Prasophyllum montanum, commonly known as mountain leek orchid, is a species of orchid endemic to eastern Australia. It has a single tubular, green leaf and up to fifty scented, greenish to pinkish flowers. It grows in montane ecosystems at altitudes above 1500 m.

==Description==
Prasophyllum montanum is a terrestrial, perennial, deciduous, herb with an underground tuber and a single tube-shaped leaf, 500-700 mm long and 8-10 mm wide at its purplish base. Between ten and fifty fragrant flowers are crowded along a flowering spike 50-150 mm long. The flowers are greenish to pinkish, 8-10 mm wide. As with others in the genus, the flowers are inverted so that the labellum is above the column rather than below it.

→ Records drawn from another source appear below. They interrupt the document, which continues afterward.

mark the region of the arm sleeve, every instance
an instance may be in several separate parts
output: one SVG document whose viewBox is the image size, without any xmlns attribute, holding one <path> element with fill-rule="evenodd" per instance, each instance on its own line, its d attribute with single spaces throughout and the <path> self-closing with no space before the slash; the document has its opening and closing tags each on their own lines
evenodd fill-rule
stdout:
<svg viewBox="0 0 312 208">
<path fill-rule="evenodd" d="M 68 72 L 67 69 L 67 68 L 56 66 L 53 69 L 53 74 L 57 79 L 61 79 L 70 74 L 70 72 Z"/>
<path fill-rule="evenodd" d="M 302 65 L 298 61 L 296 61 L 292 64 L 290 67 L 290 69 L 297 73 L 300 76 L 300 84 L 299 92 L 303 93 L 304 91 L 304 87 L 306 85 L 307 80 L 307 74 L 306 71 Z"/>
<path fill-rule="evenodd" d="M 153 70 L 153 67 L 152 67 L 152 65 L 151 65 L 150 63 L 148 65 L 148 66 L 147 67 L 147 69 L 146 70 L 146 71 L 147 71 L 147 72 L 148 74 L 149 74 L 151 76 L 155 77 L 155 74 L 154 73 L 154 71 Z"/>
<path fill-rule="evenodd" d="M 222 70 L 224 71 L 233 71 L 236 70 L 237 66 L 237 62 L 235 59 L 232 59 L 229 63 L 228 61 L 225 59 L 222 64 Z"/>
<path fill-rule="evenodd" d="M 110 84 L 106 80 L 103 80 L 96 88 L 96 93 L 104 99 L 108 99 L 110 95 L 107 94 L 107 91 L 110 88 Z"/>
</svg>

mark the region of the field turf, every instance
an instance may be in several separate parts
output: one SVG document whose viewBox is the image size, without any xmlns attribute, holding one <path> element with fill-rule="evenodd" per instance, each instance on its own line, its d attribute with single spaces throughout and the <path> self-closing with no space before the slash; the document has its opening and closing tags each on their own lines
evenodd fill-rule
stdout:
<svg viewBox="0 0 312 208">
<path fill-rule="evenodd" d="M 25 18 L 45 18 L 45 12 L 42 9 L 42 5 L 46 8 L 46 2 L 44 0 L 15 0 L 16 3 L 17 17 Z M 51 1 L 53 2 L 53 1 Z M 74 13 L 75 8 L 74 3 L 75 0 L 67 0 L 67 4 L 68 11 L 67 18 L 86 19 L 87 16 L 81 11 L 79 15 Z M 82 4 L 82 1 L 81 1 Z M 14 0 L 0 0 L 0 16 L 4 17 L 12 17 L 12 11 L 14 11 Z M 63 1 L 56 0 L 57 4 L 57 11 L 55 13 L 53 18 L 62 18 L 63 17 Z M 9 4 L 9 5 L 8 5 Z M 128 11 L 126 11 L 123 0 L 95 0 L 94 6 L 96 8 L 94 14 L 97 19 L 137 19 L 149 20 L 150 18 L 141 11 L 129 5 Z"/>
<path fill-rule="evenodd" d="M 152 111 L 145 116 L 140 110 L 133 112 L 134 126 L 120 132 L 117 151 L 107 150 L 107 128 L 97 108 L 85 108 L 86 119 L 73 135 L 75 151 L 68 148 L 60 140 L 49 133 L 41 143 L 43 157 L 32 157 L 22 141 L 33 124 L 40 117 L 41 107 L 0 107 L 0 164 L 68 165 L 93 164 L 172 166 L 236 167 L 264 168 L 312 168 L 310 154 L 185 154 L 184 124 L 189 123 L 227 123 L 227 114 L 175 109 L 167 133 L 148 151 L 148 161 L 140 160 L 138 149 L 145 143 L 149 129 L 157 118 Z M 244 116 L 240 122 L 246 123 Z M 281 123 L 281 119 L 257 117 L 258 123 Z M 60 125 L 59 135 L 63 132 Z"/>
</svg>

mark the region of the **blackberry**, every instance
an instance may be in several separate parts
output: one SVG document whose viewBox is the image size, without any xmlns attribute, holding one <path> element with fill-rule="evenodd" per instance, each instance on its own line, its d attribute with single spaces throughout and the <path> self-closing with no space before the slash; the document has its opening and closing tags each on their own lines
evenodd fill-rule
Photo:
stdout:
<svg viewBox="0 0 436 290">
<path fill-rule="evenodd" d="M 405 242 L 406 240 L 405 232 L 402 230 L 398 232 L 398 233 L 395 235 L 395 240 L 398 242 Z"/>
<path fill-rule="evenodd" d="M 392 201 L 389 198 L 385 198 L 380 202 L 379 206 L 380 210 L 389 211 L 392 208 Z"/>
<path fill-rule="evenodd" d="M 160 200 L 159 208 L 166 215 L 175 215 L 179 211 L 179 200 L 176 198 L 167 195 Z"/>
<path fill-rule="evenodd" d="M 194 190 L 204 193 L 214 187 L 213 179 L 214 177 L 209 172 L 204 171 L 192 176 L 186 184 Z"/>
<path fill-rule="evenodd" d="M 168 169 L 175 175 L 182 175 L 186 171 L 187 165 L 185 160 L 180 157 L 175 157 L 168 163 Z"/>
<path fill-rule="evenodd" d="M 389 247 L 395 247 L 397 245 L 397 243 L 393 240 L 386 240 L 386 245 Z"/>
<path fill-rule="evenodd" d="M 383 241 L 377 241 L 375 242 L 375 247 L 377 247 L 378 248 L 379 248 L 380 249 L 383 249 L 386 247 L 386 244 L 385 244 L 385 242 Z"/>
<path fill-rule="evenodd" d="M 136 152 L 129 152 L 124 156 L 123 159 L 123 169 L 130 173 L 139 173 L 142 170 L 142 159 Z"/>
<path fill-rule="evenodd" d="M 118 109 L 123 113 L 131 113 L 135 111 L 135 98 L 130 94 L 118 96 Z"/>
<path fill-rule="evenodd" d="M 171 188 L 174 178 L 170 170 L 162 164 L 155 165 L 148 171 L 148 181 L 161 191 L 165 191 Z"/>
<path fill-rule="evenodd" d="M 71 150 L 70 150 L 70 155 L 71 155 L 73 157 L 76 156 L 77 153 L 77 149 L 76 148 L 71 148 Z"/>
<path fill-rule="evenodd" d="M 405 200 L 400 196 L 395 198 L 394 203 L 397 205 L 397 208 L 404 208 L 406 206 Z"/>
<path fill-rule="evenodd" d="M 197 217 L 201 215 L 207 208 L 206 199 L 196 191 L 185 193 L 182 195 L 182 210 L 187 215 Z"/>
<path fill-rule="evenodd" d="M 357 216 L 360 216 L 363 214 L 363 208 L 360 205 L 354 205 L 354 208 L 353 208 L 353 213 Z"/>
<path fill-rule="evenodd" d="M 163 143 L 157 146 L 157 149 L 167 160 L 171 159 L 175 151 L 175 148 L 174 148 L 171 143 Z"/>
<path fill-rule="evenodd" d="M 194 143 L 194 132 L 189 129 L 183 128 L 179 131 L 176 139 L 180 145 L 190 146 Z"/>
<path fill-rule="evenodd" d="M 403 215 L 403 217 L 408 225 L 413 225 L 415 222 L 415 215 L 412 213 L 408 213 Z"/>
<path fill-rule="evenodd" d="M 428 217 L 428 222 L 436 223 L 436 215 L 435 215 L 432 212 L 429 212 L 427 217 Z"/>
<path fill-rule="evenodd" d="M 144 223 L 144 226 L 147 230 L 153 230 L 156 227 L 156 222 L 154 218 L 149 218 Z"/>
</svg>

The dorsal sepal is egg-shaped to lance-shaped, 9-15 mm long and 3-4 mm wide. The lateral sepals are green, 10-15 mm long, about 2 mm wide and joined to each other for about half their length. The petals are green or purplish, linear to lance-shaped, 8-12 mm long, about 2 mm wide and spread widely. The labellum is white or pinkish-purple, broadly egg-shaped or arrow-head shaped, 7-9 mm long, 4-5 mm wide, turns upwards and has a slightly wavy edge. There is a greenish, raised callus in the centre of the labellum. Flowering occurs from December to February.

==Taxonomy and naming==
Prasophyllum montanum was first formally described in 1991 by Robert Bates and David Jones from a specimen collected at Mount Franklin in the Australian Capital Territory and the description was published in Australian Orchid Research. The specific epithet (montanum) is a Latin word meaning "of mountains" referring the habitat of this species.

==Distribution and habitat==
Mountain leek orchid grows on dry rocky ridges or in forest, usually above 1500 m. It is found in montane regions of the Australian Capital Territory and New South Wales south from the Brindabella Range, and in northern Victoria.